Well I have a 5850 and decided to try the steam update without a clean install. This is the first time I have ever installed a vid driver without removing the old one first and I have to say...

Everything is OK!
 
My experience, with NVidia at least, is if you find a driver version that works with your card, you don't upgrade. Each NVidia release is more likely to break things than improve them. (That's especially true with SLI cards.)

I would strongly disagree. I rarely notice such problems on new drivers. The upgrades may also fix bugs you might not obviously notice and often improves performance.

Remember that the intention of an update is to fix problem, and competent people work at minimizing any new problems. The probability is thus that any update reduces problems, not the other way around.

I think you gave a generally unsound and unwise computer advice.
 
I would strongly disagree. I rarely notice such problems on new drivers. The upgrades may also fix bugs you might not obviously notice and often improves performance.

Remember that the intention of an update is to fix problem, and competent people work at minimizing any new problems. The probability is thus that any update reduces problems, not the other way around.

I think you gave a generally unsound and unwise computer advice.

I recognize that that's the goal; but that doesn't mean it's the reality. I've been burned time and again by upgrading video drivers. Maybe I've been unlucky. I *did* phrase my advice as being based on my experience alone.

Certainly there are lots of factors that affect driver reliability. If you have a latest-generation video card, you're probably going to see big benefits from updating for 3-6 months. After all, that's what the labs and tech support department are spending most of their time on. But if your card is a year or two old, the companies aren't devoting anywhere near as much time and money on supporting it, and the consumers are less likely to raise a fuss about it.

Similarly, the latest drivers are going to be most reliable for configurations that are widely used. The QA/tech support process will have dealt with a *lot* more cases Dell's flagship desktop than some homebrew system with cherry-picked motherboard, RAM, OS, video cards, and BIOS.

For my part, I'm running a two year old homemade water-cooled quad-SLI beast. It was a fun project, but I won't ever do it again - for just the reason stated above. Unusual systems don't get enough QA or support.
 
Any new software can have loads of bugs on release. Its in the nature of programming, they cant possibly test the thousands of conditions the software will have to run on when its released to the public.

Anyhoo, just updated mine and im having major problems trying to play Dawn of War 2 Chaos Rising since. Frame rate is down to 7... its was running perfect on all the Ultra settings before the update. Anyone know if its possible to install an older version over a new version?

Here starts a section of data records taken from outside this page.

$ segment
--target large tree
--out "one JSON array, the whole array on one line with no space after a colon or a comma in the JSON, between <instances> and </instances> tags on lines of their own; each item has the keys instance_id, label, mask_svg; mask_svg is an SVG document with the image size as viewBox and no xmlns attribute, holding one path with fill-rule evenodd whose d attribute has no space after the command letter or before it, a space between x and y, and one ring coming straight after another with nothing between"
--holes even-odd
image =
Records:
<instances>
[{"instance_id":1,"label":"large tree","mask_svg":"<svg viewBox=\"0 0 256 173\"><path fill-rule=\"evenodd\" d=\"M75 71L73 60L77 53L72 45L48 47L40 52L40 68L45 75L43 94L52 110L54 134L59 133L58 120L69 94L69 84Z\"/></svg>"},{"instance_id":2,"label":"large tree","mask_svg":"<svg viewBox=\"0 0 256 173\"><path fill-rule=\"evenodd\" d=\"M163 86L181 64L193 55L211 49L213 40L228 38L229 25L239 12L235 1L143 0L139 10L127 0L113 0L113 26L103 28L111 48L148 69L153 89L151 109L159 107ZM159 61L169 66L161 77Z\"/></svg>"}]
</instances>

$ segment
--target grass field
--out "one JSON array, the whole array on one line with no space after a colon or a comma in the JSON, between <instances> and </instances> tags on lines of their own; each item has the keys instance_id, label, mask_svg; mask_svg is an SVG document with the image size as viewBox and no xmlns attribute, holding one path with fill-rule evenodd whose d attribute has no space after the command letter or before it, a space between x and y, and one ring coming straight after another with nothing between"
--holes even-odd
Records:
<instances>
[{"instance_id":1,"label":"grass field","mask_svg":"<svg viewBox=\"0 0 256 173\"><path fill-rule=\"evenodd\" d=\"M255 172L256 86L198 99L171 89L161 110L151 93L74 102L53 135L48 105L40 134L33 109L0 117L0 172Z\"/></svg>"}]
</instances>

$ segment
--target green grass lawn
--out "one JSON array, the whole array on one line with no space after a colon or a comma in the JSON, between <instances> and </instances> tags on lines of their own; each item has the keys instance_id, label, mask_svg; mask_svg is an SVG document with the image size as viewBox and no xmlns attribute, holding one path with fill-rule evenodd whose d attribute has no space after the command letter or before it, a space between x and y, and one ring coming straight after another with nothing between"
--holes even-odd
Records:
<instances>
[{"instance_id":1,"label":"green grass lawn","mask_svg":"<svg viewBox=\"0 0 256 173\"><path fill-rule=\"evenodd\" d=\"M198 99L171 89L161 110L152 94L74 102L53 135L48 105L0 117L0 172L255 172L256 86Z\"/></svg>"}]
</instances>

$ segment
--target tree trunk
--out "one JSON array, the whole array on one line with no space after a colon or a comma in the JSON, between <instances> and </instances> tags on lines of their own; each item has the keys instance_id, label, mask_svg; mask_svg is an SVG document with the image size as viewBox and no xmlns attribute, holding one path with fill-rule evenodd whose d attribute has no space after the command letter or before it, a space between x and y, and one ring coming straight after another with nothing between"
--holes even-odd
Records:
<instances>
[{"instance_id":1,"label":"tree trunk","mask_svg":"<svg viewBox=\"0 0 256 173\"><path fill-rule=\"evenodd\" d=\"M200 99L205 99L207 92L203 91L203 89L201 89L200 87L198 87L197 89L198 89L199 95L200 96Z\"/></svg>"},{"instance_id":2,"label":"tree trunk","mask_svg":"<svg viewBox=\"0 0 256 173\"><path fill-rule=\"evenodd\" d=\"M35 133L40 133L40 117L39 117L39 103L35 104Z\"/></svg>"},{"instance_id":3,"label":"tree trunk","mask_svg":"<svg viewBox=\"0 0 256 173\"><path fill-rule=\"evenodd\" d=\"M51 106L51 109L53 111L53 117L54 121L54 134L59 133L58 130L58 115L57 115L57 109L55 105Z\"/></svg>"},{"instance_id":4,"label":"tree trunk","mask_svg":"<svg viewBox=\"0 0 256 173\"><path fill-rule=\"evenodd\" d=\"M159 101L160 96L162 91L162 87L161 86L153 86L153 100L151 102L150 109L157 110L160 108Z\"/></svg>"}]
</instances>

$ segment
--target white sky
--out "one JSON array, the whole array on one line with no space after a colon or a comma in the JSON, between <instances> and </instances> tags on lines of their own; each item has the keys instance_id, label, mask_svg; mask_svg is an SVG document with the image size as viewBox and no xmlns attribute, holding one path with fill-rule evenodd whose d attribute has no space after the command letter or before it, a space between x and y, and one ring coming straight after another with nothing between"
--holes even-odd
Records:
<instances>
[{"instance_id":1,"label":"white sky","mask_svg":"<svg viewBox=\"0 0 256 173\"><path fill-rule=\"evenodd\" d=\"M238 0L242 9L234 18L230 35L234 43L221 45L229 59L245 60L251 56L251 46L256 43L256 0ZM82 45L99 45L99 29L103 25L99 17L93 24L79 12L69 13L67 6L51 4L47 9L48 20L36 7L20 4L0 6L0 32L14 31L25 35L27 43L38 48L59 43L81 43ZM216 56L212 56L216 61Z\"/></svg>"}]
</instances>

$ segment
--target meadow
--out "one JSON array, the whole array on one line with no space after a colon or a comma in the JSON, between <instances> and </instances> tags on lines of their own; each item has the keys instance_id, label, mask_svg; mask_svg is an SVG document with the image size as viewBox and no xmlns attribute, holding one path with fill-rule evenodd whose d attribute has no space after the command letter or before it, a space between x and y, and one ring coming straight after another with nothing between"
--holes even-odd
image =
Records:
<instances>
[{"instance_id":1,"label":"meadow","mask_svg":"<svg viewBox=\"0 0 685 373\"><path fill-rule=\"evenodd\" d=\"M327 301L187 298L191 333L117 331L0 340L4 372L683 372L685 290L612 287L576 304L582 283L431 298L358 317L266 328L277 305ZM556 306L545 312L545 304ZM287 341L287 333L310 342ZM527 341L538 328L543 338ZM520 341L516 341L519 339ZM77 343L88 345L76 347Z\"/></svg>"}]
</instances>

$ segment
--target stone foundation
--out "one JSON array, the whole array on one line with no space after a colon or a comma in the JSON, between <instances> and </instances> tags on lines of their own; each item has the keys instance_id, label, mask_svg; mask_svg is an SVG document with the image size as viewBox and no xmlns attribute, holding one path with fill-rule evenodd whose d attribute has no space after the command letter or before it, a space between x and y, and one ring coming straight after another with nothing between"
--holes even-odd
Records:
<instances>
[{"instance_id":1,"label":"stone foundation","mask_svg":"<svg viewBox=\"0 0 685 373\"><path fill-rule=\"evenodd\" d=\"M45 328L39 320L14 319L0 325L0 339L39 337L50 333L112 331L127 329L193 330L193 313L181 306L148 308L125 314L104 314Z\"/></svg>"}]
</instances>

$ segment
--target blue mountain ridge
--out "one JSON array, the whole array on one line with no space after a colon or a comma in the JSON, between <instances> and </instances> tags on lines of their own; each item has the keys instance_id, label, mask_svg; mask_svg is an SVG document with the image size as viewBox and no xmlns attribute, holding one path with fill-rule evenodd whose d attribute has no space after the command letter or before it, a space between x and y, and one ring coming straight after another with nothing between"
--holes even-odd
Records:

Maybe if i uninstall it manually first? I'll leave it as if for now and see if Civ runs ok on it tomorrow but if it doesnt i want a back up plan :(
 
My experience, with NVidia at least, is if you find a driver version that works with your card, you don't upgrade. Each NVidia release is more likely to break things than improve them. (That's especially true with SLI cards.)

That's even more true of ATI drivers. They try to make game-specific optimizations (you can read them in the release notes) and unless you have a mainstream setup or something they just happened to test a patch against, you're taking your life in your hands running a just-released ATI driver.
 
I'm already up-to-date and fired up Steam last night to get that updated too.



Maybe it's an OS thing. On XP Pro I'd always do everything step by step manually. With Win7 updating drivers is smoother (with the ATI updater utility thingie).